2640 South Western Avenue

“The evening rush is over. Dorian drops some scraps into the fryer and turns up the volume on the radio. It’s tuned to the classical station that plays the obvious hits of Mozart and Beethoven, and because this is Los Angeles, John Williams and Hans Zimmer…. Long ago her customers stopped caring, noticing, or remembering that it’s a white woman running the fried fish place at the southern edge of Jefferson Park.”

Part of the magic of Los Angeles is the possibility of discovery, when it comes to food, culture, or community, in surprising places—in a parking lot, behind a riot gate or grate, on the street corner. Local cuisine becomes a point of connection for a diverse neighborhood and a dish such as fried fish can tell a story, conjure a memory, or inspire a character.

———

STARBUCKS

1789 West Jefferson Boulevard

“There’s a Starbucks on Jefferson and Western with outdoor seating overlooking an intersection. A good place to take in the streets. 

She locks her bike. Then buys a small coffee black. 

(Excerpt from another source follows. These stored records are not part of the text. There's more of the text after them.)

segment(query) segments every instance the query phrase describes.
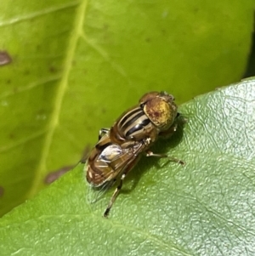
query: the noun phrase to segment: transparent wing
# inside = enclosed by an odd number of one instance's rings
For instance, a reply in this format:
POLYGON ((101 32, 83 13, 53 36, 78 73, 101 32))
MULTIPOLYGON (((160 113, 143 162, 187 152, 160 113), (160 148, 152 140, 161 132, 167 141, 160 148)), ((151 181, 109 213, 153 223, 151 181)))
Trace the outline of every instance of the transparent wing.
MULTIPOLYGON (((87 200, 89 203, 94 203, 102 198, 103 195, 113 186, 118 177, 122 175, 123 171, 133 163, 138 157, 138 155, 143 151, 144 146, 142 144, 137 144, 135 147, 123 149, 120 154, 108 162, 107 179, 102 185, 94 187, 91 185, 88 185, 87 200), (109 172, 109 166, 110 171, 109 172)), ((102 166, 103 167, 103 166, 102 166)), ((106 178, 106 177, 105 177, 106 178)))

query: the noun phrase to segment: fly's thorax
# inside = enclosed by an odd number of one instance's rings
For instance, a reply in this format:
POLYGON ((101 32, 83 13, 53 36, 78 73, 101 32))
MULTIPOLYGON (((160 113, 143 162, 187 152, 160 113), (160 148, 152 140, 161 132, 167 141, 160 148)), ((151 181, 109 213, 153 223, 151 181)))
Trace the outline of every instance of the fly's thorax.
POLYGON ((140 105, 124 112, 111 128, 110 137, 117 139, 140 141, 157 134, 156 128, 140 105))
POLYGON ((140 100, 141 108, 159 132, 165 131, 173 123, 177 105, 173 95, 166 92, 152 92, 140 100))

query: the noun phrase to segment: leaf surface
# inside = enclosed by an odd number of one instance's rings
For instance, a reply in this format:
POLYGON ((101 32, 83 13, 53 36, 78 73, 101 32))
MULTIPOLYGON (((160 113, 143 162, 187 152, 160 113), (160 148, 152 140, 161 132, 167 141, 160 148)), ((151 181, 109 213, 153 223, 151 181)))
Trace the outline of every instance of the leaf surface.
POLYGON ((48 174, 76 162, 99 129, 144 93, 167 90, 181 102, 239 79, 253 6, 3 1, 0 214, 37 194, 48 174))
POLYGON ((88 204, 83 165, 0 219, 3 255, 253 255, 255 80, 180 106, 189 119, 125 180, 88 204))

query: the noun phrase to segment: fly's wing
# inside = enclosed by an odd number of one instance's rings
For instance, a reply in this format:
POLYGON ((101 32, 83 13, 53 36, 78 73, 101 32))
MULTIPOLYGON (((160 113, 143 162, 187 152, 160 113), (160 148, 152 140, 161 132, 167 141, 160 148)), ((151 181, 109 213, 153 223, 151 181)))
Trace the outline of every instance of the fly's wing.
POLYGON ((103 151, 98 159, 94 161, 94 164, 100 170, 99 174, 104 177, 104 182, 99 186, 88 185, 88 202, 94 203, 99 201, 114 185, 123 171, 136 161, 143 149, 142 143, 136 143, 134 145, 125 149, 119 145, 111 145, 103 151))

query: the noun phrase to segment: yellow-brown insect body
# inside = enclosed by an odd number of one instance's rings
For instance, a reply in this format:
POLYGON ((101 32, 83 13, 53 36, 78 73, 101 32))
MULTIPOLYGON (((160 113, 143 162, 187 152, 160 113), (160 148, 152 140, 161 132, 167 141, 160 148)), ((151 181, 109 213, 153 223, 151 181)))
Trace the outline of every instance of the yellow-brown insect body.
MULTIPOLYGON (((178 114, 173 101, 174 98, 166 92, 148 93, 110 129, 100 131, 99 140, 88 160, 86 175, 91 186, 112 185, 116 178, 124 177, 161 133, 168 130, 173 133, 178 114)), ((111 204, 105 215, 108 214, 111 204)))

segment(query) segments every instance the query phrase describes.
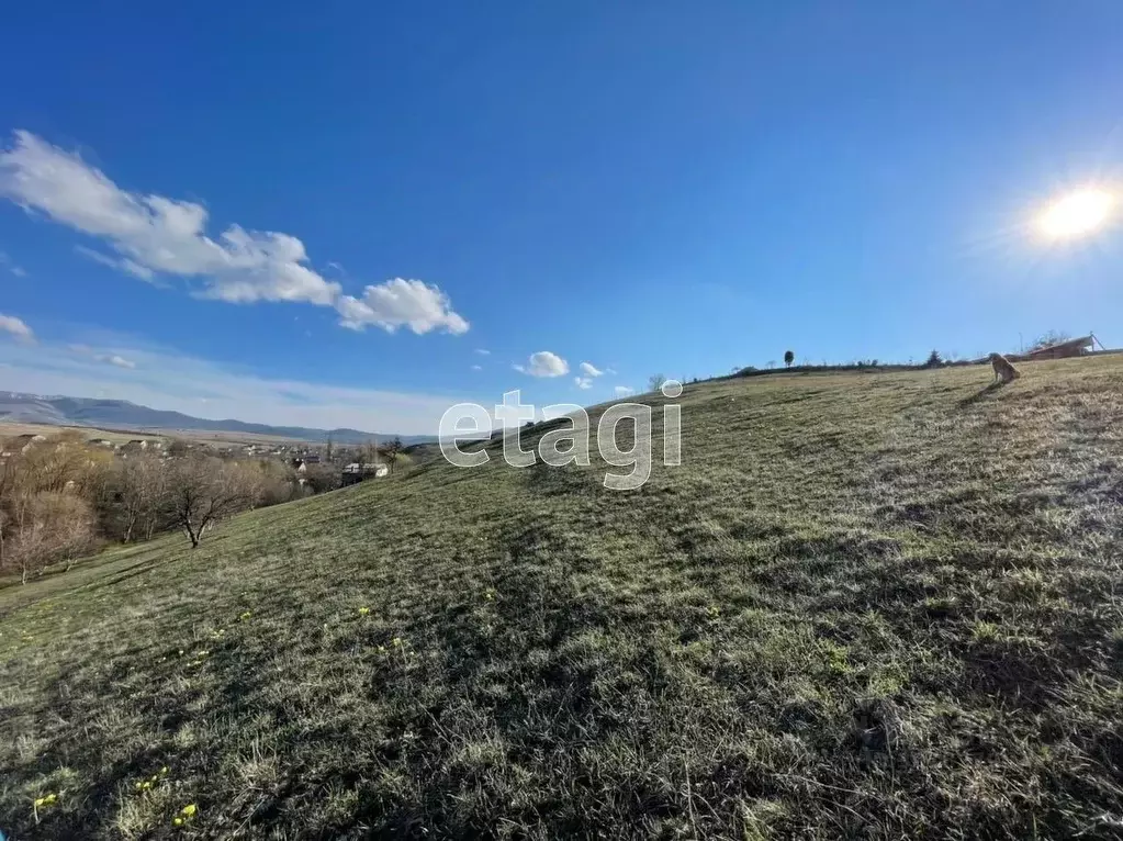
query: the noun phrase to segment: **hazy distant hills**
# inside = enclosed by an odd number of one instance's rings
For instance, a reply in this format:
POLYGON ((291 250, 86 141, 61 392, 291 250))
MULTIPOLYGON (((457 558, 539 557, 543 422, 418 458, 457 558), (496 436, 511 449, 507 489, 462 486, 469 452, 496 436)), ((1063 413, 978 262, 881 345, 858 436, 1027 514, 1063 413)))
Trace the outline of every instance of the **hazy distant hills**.
POLYGON ((436 436, 394 436, 393 432, 363 432, 358 429, 311 429, 309 427, 271 427, 267 423, 246 423, 238 420, 207 420, 182 412, 137 405, 127 400, 98 400, 94 397, 43 396, 0 392, 0 421, 12 423, 49 423, 66 427, 99 427, 127 430, 197 430, 200 432, 241 432, 248 435, 281 436, 303 441, 364 444, 375 435, 380 440, 401 438, 402 444, 436 441, 436 436))

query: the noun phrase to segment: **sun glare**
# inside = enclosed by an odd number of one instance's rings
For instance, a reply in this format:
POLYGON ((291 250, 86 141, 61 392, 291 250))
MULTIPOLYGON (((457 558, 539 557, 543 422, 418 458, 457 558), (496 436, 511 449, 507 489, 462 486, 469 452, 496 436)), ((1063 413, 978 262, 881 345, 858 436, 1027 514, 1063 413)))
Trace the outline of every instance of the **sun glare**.
POLYGON ((1103 228, 1115 207, 1106 190, 1087 189, 1057 199, 1038 219, 1038 228, 1050 239, 1074 239, 1103 228))

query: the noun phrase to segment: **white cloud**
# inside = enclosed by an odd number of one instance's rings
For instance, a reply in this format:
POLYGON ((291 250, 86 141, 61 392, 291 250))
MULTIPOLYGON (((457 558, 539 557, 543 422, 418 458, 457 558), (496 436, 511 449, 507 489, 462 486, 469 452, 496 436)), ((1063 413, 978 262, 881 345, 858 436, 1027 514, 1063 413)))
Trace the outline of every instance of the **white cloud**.
POLYGON ((353 329, 468 329, 437 286, 395 278, 367 286, 362 299, 345 295, 310 266, 296 237, 231 225, 212 239, 202 204, 122 190, 77 154, 28 131, 16 131, 15 145, 0 148, 0 196, 99 238, 111 253, 83 248, 92 259, 144 280, 189 278, 201 298, 334 307, 353 329))
POLYGON ((340 323, 353 330, 375 324, 387 332, 408 326, 416 333, 444 328, 450 333, 468 330, 468 322, 453 311, 448 295, 422 281, 392 281, 367 286, 363 298, 340 296, 336 303, 340 323))
POLYGON ((131 359, 126 359, 120 354, 115 353, 98 353, 89 345, 81 344, 70 344, 66 345, 66 349, 72 354, 77 354, 79 356, 89 356, 95 362, 104 363, 106 365, 116 365, 118 368, 133 369, 137 366, 131 359))
POLYGON ((530 355, 529 364, 515 365, 514 369, 530 376, 563 376, 569 373, 569 363, 549 350, 539 350, 530 355))
POLYGON ((109 255, 97 252, 93 248, 86 248, 84 245, 74 246, 74 250, 83 257, 89 257, 94 263, 100 263, 103 266, 127 272, 134 277, 139 277, 141 281, 150 282, 156 280, 156 273, 150 268, 145 268, 139 263, 134 263, 126 257, 110 257, 109 255))
POLYGON ((27 277, 27 272, 24 271, 21 266, 17 266, 15 263, 12 263, 11 257, 9 257, 3 252, 0 252, 0 266, 4 266, 9 272, 11 272, 17 277, 27 277))
POLYGON ((0 332, 6 332, 19 341, 35 341, 35 333, 31 332, 31 328, 15 316, 0 313, 0 332))
MULTIPOLYGON (((134 403, 211 419, 371 432, 436 435, 456 396, 380 391, 258 376, 241 368, 185 357, 174 350, 117 335, 75 337, 63 344, 0 342, 0 388, 130 400, 134 403), (90 348, 97 348, 90 350, 90 348), (102 351, 100 348, 113 348, 102 351), (99 357, 119 356, 135 368, 99 357)), ((475 399, 489 404, 489 401, 475 399)))
POLYGON ((117 354, 106 354, 97 357, 98 362, 103 362, 107 365, 116 365, 118 368, 129 368, 133 369, 137 366, 135 362, 126 359, 124 356, 118 356, 117 354))

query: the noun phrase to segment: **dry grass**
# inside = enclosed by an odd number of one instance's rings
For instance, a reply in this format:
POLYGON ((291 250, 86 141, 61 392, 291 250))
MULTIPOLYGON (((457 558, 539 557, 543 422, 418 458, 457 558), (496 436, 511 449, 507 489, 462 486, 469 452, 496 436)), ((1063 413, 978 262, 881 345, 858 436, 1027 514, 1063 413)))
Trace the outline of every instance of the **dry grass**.
POLYGON ((1112 837, 1123 363, 1022 371, 702 384, 638 492, 429 463, 0 592, 0 828, 1112 837))

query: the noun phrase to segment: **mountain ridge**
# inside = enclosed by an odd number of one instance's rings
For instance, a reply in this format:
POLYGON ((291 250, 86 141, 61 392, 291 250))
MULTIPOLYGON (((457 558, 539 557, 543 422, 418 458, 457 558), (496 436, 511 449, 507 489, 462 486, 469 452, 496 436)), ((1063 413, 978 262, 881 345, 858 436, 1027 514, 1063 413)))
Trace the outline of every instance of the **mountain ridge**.
POLYGON ((234 418, 209 420, 183 412, 133 403, 128 400, 103 397, 72 397, 40 395, 24 392, 0 392, 0 422, 44 423, 56 427, 115 427, 128 430, 193 430, 200 432, 240 432, 294 438, 302 441, 323 441, 330 437, 336 444, 366 444, 372 438, 400 438, 402 444, 436 441, 436 436, 403 436, 393 432, 365 432, 343 427, 289 427, 254 423, 234 418))

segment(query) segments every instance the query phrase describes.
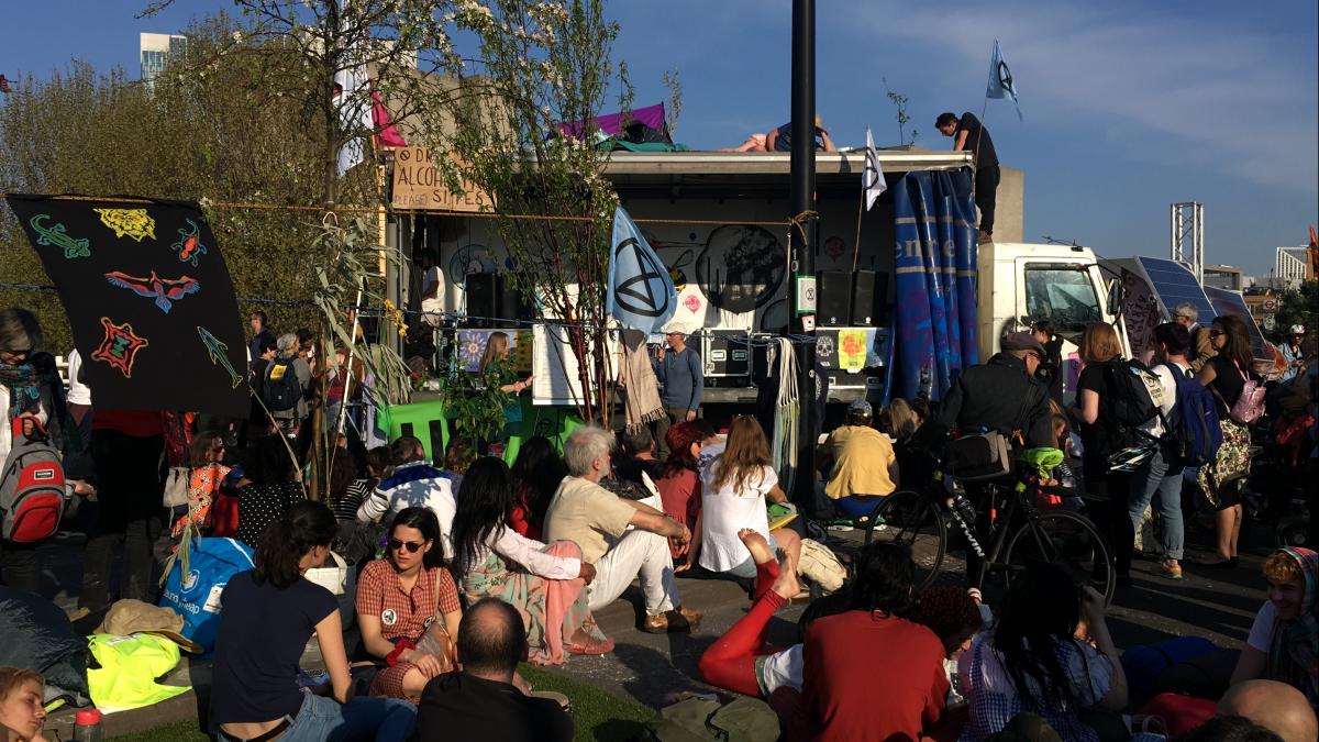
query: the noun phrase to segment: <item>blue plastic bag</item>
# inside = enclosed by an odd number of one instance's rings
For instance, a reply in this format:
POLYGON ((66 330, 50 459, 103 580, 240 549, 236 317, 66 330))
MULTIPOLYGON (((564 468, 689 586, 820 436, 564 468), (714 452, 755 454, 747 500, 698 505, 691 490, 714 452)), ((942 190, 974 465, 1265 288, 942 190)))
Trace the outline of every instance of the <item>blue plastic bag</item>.
POLYGON ((220 594, 231 577, 255 566, 252 549, 236 539, 189 539, 179 549, 189 549, 187 558, 170 566, 161 605, 183 617, 183 636, 208 656, 220 630, 220 594))

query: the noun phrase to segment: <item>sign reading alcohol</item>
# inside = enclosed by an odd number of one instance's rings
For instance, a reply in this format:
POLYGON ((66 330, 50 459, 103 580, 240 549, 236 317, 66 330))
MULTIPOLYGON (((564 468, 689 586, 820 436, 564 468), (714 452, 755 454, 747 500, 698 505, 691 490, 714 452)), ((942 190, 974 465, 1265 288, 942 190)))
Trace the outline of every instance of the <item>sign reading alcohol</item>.
POLYGON ((448 190, 425 147, 394 151, 394 209, 417 211, 492 211, 493 202, 476 184, 464 180, 462 194, 448 190))

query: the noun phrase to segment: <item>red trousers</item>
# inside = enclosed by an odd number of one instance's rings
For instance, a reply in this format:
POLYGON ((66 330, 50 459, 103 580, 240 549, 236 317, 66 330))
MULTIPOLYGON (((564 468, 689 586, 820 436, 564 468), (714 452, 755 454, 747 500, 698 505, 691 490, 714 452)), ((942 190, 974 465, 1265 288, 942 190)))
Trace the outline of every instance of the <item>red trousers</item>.
POLYGON ((744 696, 764 697, 756 680, 756 658, 776 651, 765 647, 765 627, 774 611, 787 602, 769 589, 777 577, 777 561, 756 565, 756 602, 700 655, 700 675, 706 683, 744 696))

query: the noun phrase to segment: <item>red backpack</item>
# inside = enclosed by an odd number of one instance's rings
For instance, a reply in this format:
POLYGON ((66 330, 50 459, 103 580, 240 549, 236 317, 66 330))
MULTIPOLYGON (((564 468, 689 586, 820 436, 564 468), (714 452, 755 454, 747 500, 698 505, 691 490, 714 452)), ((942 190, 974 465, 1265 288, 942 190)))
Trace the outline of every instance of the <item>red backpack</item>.
POLYGON ((0 537, 20 544, 47 539, 65 514, 65 467, 59 452, 40 422, 22 433, 24 420, 13 420, 13 448, 0 470, 0 537))

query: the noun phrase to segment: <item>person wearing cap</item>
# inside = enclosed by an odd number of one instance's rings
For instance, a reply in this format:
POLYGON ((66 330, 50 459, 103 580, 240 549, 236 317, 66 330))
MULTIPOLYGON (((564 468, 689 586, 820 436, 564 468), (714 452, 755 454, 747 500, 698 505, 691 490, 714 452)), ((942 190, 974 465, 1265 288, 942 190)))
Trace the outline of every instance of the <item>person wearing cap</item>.
POLYGON ((669 349, 660 349, 652 368, 656 379, 663 384, 660 392, 660 403, 663 405, 663 416, 656 422, 656 441, 661 442, 660 458, 667 458, 669 448, 665 437, 669 425, 679 420, 695 420, 700 411, 700 395, 706 389, 706 374, 700 367, 700 356, 695 350, 687 347, 687 335, 691 329, 678 322, 665 329, 665 342, 669 349))
POLYGON ((1190 301, 1183 301, 1173 308, 1173 321, 1187 329, 1191 333, 1191 355, 1188 356, 1191 362, 1191 371, 1196 374, 1200 368, 1210 362, 1211 358, 1219 354, 1213 350, 1213 341, 1210 338, 1210 330, 1200 326, 1200 310, 1195 308, 1190 301))
POLYGON ((1278 349, 1282 351, 1282 358, 1287 362, 1287 370, 1282 372, 1282 376, 1278 376, 1279 383, 1295 379, 1311 363, 1311 358, 1306 355, 1302 347, 1302 343, 1306 341, 1304 325, 1293 325, 1289 335, 1287 342, 1282 343, 1282 347, 1278 349))
POLYGON ((993 211, 998 193, 998 153, 993 148, 989 129, 971 111, 959 119, 952 111, 939 114, 934 128, 943 136, 952 137, 954 152, 971 152, 971 166, 976 172, 976 209, 980 210, 979 242, 984 244, 993 239, 993 211))
POLYGON ((815 461, 832 463, 824 495, 848 518, 871 515, 898 485, 893 442, 874 429, 874 411, 864 399, 847 407, 847 420, 820 444, 815 461))
MULTIPOLYGON (((983 429, 1004 436, 1020 432, 1026 448, 1054 445, 1053 415, 1049 409, 1049 386, 1035 372, 1045 359, 1045 346, 1031 333, 1013 333, 1002 338, 1002 350, 989 360, 967 368, 948 387, 939 408, 939 425, 963 433, 983 429)), ((968 499, 976 504, 976 528, 989 532, 989 507, 985 489, 967 486, 968 499)), ((967 576, 977 585, 981 560, 967 555, 967 576)))

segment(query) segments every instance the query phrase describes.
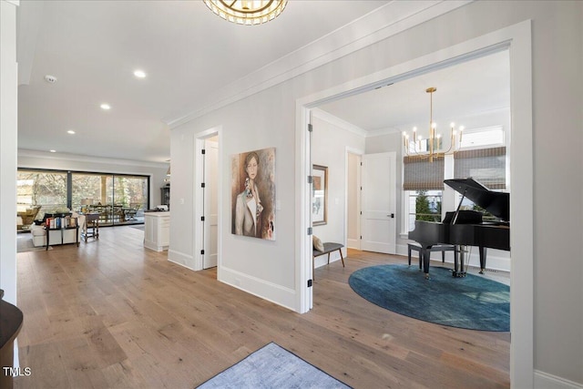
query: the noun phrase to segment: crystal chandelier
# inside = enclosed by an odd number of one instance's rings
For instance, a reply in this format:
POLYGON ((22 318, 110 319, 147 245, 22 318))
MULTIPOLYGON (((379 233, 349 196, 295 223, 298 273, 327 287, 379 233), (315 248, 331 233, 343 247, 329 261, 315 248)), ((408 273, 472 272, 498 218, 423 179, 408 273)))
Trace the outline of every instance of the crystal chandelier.
POLYGON ((283 12, 288 0, 203 0, 219 16, 239 25, 261 25, 283 12))
POLYGON ((414 155, 428 158, 429 162, 434 161, 434 158, 436 157, 444 157, 447 154, 454 154, 459 148, 459 146, 462 142, 462 132, 464 131, 464 126, 459 127, 459 136, 457 131, 455 130, 455 123, 450 124, 450 143, 449 148, 447 150, 442 150, 442 136, 441 134, 435 133, 435 128, 437 125, 434 122, 434 92, 437 90, 436 87, 428 87, 425 89, 425 92, 429 93, 430 96, 430 103, 429 103, 429 138, 427 139, 424 139, 421 136, 417 136, 417 128, 413 128, 413 145, 410 140, 409 134, 405 131, 403 132, 403 143, 404 146, 404 151, 409 157, 409 152, 413 152, 414 155), (425 142, 425 147, 422 148, 422 143, 425 142), (423 149, 422 149, 423 148, 423 149))

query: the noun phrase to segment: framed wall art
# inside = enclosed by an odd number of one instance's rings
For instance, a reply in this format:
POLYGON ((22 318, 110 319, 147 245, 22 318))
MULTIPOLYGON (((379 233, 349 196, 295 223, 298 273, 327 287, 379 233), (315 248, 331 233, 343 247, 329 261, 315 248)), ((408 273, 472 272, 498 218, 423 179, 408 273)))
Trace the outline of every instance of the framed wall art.
POLYGON ((312 196, 312 225, 328 222, 328 168, 321 165, 312 167, 313 176, 312 196))
POLYGON ((275 241, 275 148, 232 156, 231 232, 275 241))

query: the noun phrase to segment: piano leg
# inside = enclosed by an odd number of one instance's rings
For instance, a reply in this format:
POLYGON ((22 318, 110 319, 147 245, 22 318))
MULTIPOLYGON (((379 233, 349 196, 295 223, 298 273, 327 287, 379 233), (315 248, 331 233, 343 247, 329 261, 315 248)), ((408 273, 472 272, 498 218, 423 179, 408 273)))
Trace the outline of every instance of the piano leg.
MULTIPOLYGON (((431 249, 431 246, 429 247, 431 249)), ((419 255, 423 258, 423 272, 425 273, 425 280, 429 280, 429 260, 431 257, 431 251, 424 247, 421 248, 419 255)))
POLYGON ((480 246, 479 248, 479 251, 480 251, 480 274, 484 274, 484 271, 486 270, 486 248, 480 246))
POLYGON ((465 271, 464 271, 464 262, 465 261, 465 253, 467 252, 467 246, 457 246, 459 249, 459 256, 454 255, 454 271, 452 276, 454 277, 465 277, 465 271), (458 262, 459 257, 459 262, 458 262))

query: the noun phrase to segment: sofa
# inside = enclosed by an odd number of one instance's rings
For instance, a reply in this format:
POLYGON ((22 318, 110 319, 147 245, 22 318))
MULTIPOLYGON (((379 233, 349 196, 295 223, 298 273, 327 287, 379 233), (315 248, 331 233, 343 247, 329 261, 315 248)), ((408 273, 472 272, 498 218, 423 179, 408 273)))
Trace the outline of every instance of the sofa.
MULTIPOLYGON (((87 229, 85 223, 85 216, 74 212, 71 217, 77 218, 77 225, 79 226, 79 230, 77 231, 75 229, 64 230, 62 241, 60 232, 51 232, 50 241, 48 242, 49 246, 66 243, 78 243, 78 241, 81 240, 81 232, 84 231, 85 229, 87 229)), ((46 246, 46 230, 45 230, 44 224, 32 225, 30 228, 30 234, 33 237, 33 244, 35 245, 35 247, 46 246)))

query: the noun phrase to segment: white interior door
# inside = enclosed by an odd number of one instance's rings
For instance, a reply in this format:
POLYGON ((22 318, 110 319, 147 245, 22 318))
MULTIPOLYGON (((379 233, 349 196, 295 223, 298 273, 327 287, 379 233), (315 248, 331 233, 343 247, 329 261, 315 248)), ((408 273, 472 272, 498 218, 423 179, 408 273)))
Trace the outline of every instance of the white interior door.
POLYGON ((396 155, 363 156, 361 193, 361 248, 367 251, 396 252, 396 155))
POLYGON ((204 255, 202 268, 217 266, 219 240, 219 144, 205 140, 204 154, 204 255))

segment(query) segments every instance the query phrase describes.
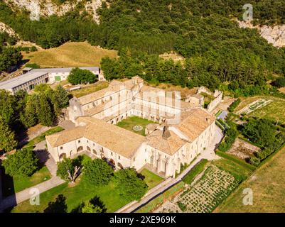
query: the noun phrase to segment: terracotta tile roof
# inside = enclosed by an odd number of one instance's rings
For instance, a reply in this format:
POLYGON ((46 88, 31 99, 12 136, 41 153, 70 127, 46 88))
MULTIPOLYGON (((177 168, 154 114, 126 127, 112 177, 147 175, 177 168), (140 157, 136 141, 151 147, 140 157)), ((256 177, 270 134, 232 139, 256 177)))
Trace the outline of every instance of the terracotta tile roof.
POLYGON ((107 92, 116 93, 124 89, 131 89, 133 86, 134 84, 132 84, 131 79, 129 79, 126 82, 113 80, 109 83, 108 87, 80 97, 78 99, 81 105, 85 105, 90 102, 103 98, 107 92))
POLYGON ((180 138, 171 130, 169 130, 170 137, 168 138, 162 137, 163 133, 163 131, 156 130, 147 135, 148 145, 166 154, 173 155, 187 143, 180 138))
POLYGON ((79 117, 77 121, 78 123, 86 123, 86 126, 47 136, 47 140, 53 147, 58 147, 68 142, 85 138, 128 158, 131 157, 145 141, 145 138, 142 135, 102 120, 92 117, 79 117))
POLYGON ((215 121, 215 117, 205 110, 192 109, 181 113, 181 121, 175 127, 193 141, 215 121))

It’s chilly but she sits outside. There’s not enough cold in L.A. so you need to take what you can get to remind yourself that things change and the world keeps spinning. 

She watches three prostitutes pass. Essie doesn’t recognize them. Circuit girls—women who are moved as a unit to different areas of the city even as far as Oceanside or Stockton. Girls who don’t get on Southwest’s radar. At least they look of age for what that’s worth.”

A busy cross-section in the heart of Jefferson Park and another point of mental demarcation—a place where the recent tidal wave of gentrification crashed and receded back north. Looking south, you stare down into the core of South L.A., an enormous part of the city that the majority of people to the north have turned away from or overlooked, only comfortable confronting it through the lens of a certain type of movie or TV show. Safety and a certain type of familiarity is to the north, but to focus in that direction is to disregard an enormous swath of knitted-together vibrant communities and untold stories.